An Oregon resident who lost his wife in a fatal wrong-way collision caused by a drunk driver will receive a settlement of $500,000. According to the Mail Tribune, the state agreed to settle his lawsuit over allegations that it should not have issued a driver’s license to a motorist with a record of DUI offenses. The insurance company for the minivan driven by the drunken motorist agreed to pay $100,000 as part of the settlement.

The 58-year old woman was driving home after working a late-night shift when the drunken motorist struck her with his minivan. While driving the wrong way on Interstate 5, he hit the woman’s car and scraped off the majority of its driver’s side.

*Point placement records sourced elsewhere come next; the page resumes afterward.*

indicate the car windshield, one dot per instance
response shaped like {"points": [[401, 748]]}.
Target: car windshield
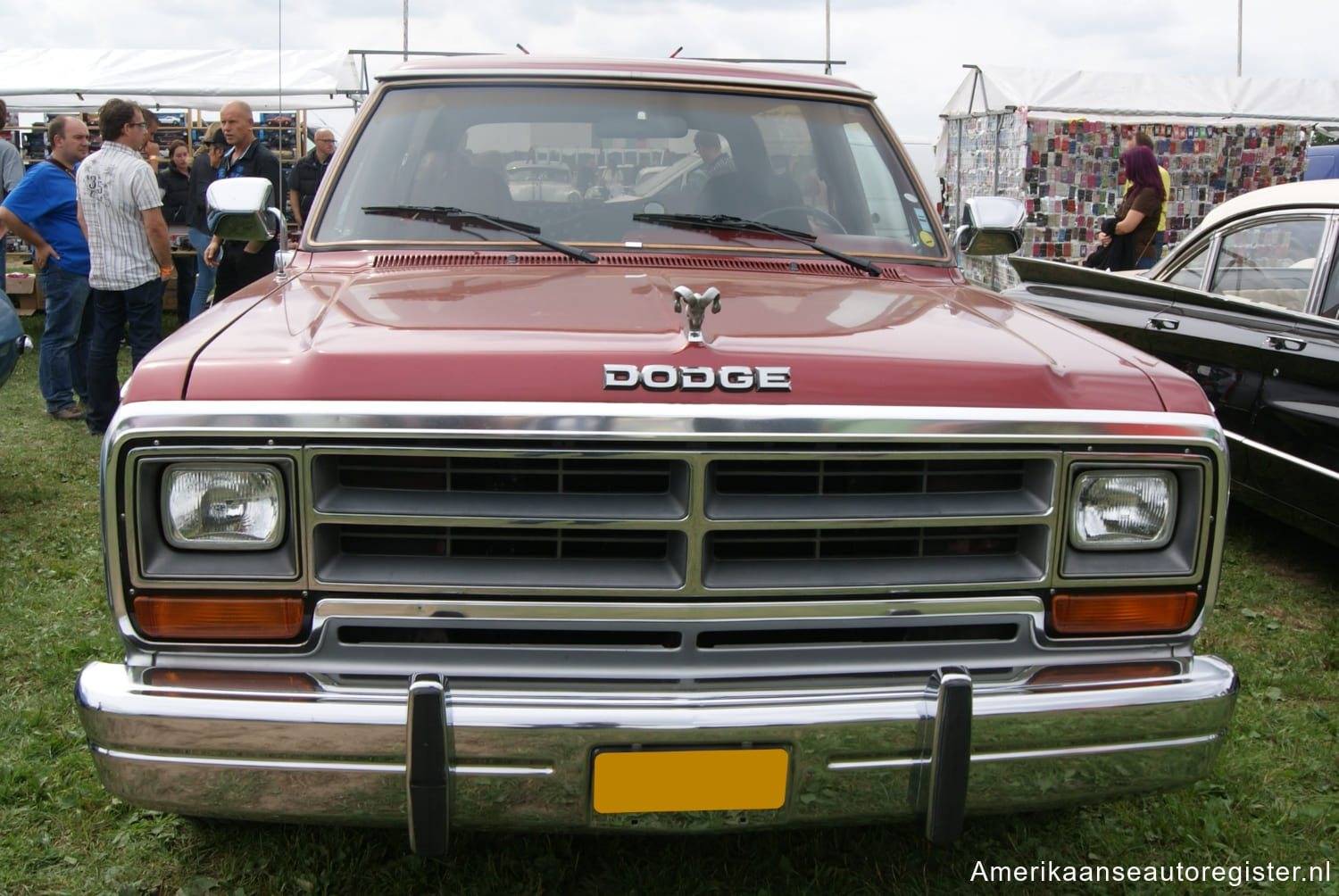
{"points": [[821, 166]]}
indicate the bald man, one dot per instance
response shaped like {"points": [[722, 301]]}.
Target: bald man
{"points": [[241, 262], [307, 174]]}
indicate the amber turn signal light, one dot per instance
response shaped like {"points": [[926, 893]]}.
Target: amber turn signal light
{"points": [[1124, 612], [220, 618]]}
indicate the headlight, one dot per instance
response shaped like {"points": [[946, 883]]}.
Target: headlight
{"points": [[1122, 510], [222, 507]]}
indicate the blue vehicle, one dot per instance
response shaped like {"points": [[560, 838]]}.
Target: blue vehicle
{"points": [[1322, 162]]}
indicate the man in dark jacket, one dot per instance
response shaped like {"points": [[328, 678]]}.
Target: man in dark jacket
{"points": [[307, 174], [240, 262], [204, 170]]}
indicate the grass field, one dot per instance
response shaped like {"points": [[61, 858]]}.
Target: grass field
{"points": [[1274, 796]]}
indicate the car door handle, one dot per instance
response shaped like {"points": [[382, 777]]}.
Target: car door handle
{"points": [[1283, 343]]}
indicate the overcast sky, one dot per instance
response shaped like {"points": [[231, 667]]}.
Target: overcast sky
{"points": [[911, 53]]}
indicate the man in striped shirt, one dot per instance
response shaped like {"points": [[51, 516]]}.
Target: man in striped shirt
{"points": [[130, 256]]}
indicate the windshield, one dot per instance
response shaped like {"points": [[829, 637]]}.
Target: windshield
{"points": [[821, 168]]}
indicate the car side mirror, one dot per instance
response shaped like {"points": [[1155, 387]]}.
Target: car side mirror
{"points": [[243, 208], [991, 225]]}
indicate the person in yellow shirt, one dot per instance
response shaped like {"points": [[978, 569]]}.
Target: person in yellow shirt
{"points": [[1143, 138]]}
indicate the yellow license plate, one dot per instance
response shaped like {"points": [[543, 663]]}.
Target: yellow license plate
{"points": [[690, 780]]}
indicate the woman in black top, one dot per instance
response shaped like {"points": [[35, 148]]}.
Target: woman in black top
{"points": [[176, 185]]}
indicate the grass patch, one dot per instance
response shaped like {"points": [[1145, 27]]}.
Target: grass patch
{"points": [[1274, 796]]}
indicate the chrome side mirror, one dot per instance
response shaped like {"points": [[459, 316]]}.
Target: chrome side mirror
{"points": [[991, 225], [243, 208]]}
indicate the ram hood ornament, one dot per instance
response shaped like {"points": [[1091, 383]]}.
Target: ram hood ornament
{"points": [[698, 304]]}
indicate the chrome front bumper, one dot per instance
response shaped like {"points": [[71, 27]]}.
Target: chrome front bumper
{"points": [[522, 759]]}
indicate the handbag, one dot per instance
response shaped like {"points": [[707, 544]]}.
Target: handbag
{"points": [[1117, 254]]}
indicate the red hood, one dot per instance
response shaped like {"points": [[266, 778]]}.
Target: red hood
{"points": [[544, 334]]}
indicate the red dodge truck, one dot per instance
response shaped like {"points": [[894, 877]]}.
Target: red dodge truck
{"points": [[701, 492]]}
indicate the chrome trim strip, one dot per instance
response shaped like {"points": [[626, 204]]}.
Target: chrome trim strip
{"points": [[722, 612], [621, 77], [302, 765], [1283, 456], [1098, 749], [602, 420], [144, 745], [1030, 754], [230, 762]]}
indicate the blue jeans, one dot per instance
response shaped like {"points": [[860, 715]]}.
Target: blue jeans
{"points": [[204, 273], [142, 310], [63, 355]]}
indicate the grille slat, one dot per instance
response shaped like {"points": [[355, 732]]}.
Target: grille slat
{"points": [[678, 523]]}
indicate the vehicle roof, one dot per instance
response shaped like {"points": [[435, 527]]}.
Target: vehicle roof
{"points": [[1282, 195], [687, 70]]}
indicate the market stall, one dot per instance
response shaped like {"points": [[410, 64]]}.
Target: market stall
{"points": [[80, 80], [1054, 138]]}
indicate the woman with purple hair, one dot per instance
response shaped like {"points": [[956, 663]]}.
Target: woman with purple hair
{"points": [[1137, 217]]}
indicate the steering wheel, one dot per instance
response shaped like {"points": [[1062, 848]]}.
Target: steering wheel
{"points": [[808, 211]]}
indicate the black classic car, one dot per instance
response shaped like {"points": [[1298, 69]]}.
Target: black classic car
{"points": [[1247, 304]]}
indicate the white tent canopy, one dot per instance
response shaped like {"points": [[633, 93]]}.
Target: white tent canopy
{"points": [[54, 80], [1138, 98]]}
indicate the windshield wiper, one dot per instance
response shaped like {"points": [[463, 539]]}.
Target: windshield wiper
{"points": [[730, 222], [455, 219]]}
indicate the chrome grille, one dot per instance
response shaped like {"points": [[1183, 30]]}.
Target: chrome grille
{"points": [[677, 523]]}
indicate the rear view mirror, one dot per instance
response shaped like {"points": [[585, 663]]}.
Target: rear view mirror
{"points": [[640, 126], [241, 208], [991, 225]]}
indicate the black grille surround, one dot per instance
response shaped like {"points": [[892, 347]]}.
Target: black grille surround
{"points": [[586, 553], [678, 524]]}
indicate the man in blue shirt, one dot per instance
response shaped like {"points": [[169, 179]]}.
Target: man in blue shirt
{"points": [[43, 211]]}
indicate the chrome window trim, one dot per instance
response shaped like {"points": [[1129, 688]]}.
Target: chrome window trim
{"points": [[1274, 216], [1283, 456]]}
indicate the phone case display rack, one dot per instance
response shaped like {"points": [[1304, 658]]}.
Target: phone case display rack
{"points": [[1068, 171]]}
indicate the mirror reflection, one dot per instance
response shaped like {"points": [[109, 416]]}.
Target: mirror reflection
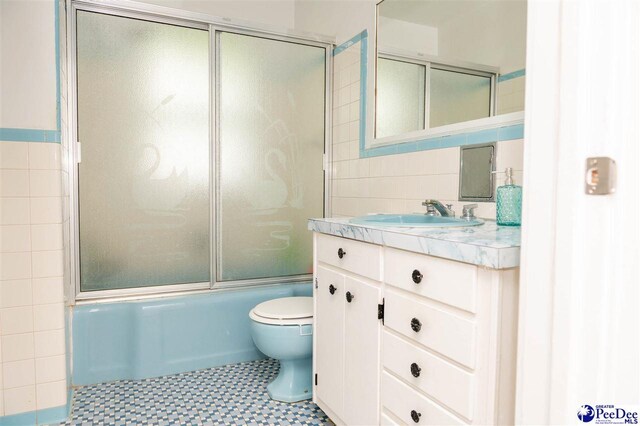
{"points": [[444, 62]]}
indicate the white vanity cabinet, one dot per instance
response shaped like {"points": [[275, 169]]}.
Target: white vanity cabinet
{"points": [[443, 353], [347, 293]]}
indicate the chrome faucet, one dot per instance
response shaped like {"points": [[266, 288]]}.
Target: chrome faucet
{"points": [[434, 206]]}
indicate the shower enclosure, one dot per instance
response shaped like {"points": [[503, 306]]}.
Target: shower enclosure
{"points": [[200, 152]]}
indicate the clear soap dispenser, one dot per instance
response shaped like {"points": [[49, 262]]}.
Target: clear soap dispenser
{"points": [[509, 201]]}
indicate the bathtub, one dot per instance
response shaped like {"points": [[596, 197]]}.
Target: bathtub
{"points": [[156, 337]]}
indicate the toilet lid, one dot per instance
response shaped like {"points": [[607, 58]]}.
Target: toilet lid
{"points": [[286, 308]]}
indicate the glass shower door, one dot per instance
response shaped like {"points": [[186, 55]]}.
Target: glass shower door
{"points": [[143, 180], [271, 132]]}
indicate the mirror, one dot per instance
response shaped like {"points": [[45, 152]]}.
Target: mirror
{"points": [[477, 163], [447, 62]]}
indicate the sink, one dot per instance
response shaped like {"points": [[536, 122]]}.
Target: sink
{"points": [[413, 220]]}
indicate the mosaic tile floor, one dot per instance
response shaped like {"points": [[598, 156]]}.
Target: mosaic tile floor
{"points": [[229, 395]]}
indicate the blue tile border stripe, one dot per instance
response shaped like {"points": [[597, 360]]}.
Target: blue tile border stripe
{"points": [[501, 134], [347, 44], [40, 417], [35, 135], [511, 75], [29, 135]]}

The husband filed a legal action against the state arguing that the Oregon Department of Motor Vehicles should not have issued the drunken motorist a driver’s license. According to the lawsuit, the state was liable for his wife’s wrongful death because officials at the DMV allegedly failed to conduct a search on the motorist’s driving record in California.

The suit claimed that if someone had conducted a search, he or she would have discovered that the state of California previously revoked and suspended the drunken driver’s license. A search would have also disclosed the motorist’s record of five prior DUI convictions along with his serving two prison sentences.

While Oregon officials defended the state DMV by claiming its systems had no way of checking the motorist’s record, it appears this is not true. The state’s rules require DMV agents to check license applicants in a national database that discloses drivers with previous issues. The DMV may not issue a license to an individual who has a revoked, cancelled or suspended driver’s license in another state, as noted on the Oregon Driver & Motor Vehicle Services’ website.